Another explanation is that the IGT correlates better with the cardiovascular risk in consequence of the higher prevalence of the metabolic syndrome in this population , which itself significantly increases the risk of cardiovascular events .
This hypothesis contradicts , however , that previous studies had shown that the effect of postprandial blood glucose is independent of other cardiovascular risk factors .

Finally, it is possible that the postprandial blood glucose is associated with higher blood sugar levels during the day and that this have a detrimental effect more pronounced on the vessels and on cardiac function ( oxidative stress , abnormal vascular motility , abnormal blood flow , etc. . ) compared to the glycemic status during fasting .

Differences between the postprandial glycemic peaks during periods of fasting and those may result in different levels of cardiovascular risk in these subjects.

Numerous studies have shown that microvascular and macrovascular complications are mainly or partially dependent disglicemia which has two components: persistent chronic hyperglycemia and acute glucose fluctuations from peak to nadir .

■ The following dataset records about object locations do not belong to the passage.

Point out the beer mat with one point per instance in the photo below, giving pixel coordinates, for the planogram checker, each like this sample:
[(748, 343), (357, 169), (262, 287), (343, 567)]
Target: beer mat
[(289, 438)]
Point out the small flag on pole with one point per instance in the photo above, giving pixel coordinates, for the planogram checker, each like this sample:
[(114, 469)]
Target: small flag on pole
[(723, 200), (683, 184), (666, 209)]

Both components leading to diabetic complications through two main mechanisms: excessive protein glycosylation and activation of oxidative stress .
Several years ago, these two mechanisms were unified in a very elegant theory , which suggested that the riots glucose observed in diabetic patients were the result from the activation of oxidative stress causing excessive production of superoxide by the mitochondrial respiratory chain delegated to the transfer of electrons.

This activation in turn produced a cascade of metabolic events characterized by increased activity of polyols , increased production of advanced glycosylation products , activation of protein kinase C and nuclear factor NF- kB, increased synthesis of Examining .

Today, most of the scholars of both the diabetes but also metabolic diseases agrees to judge the disglicemia a factor not to be overlooked at all.

Common sense suggests to us as a clinical control of both fasting blood glucose but most of the postprandial glucose as well as the activation of CRP and glycated hemoglobin should be monitored even in non-diabetic patients even with clear elements of metabolic syndrome in place.


The image is a watercolor by BRUNA MILANI



1 . BONORA , E. CALATERRA , F. and Coll . : Plasma glucose levels Throughout the day and Hb A1c interrelationship in type 2 diabetes . Implications for treatment and monitoring of metabolic control. Diabetes Care : 2002,24.2023-9

2 . HENEFELD , M. and Coll . : Postprandial glucose is an independent risk factor for Increased carotid intima- media thickness in non- diabetic individuals Atherosclerosis . , 1999, 144:229

3 . KUIZON , D. and Coll . : Glucose tolerance and cardiovascular mortality : comparison of fasting and 2- hour diagnostic criteria . Arch.Intern.Med . , 2001, 161:397

4 . Luzi , L. and DE Fronzo , RA : Effect of loss of first phase insulin secretion on hepatic glucose production and tissue glucose disposal in humans . Am J.Physiol . 1989 257:704

5 . PARTLEY , R.E. and Coll . : The role of impaired early insulin secretion in the pathogenesis of type 2 diabetes mellitus . Diabetologia . , 2002, 44:929

6 . Polonsky , KS et al. : Abnormal patterns of insulin secretion in non- insulin dependent diabetes mellitus . N.Engl.J.Med . : 318 , 1231-39 , 1988

7 . Reaven GM : The fourth musketeer – from Alexander Dumas to Claude Bernard . Diabetologia : 38, 3-13 , 1995.

8.TURNER , R.C. and Coll . : Glycemia control with diet , sulfonyurea , metformin or insulin in patients with type 2 diabetes mellitus : progressive requirement for multiple therapies (UKPDS 49) JAMA , 1999: 281 , 2005-12.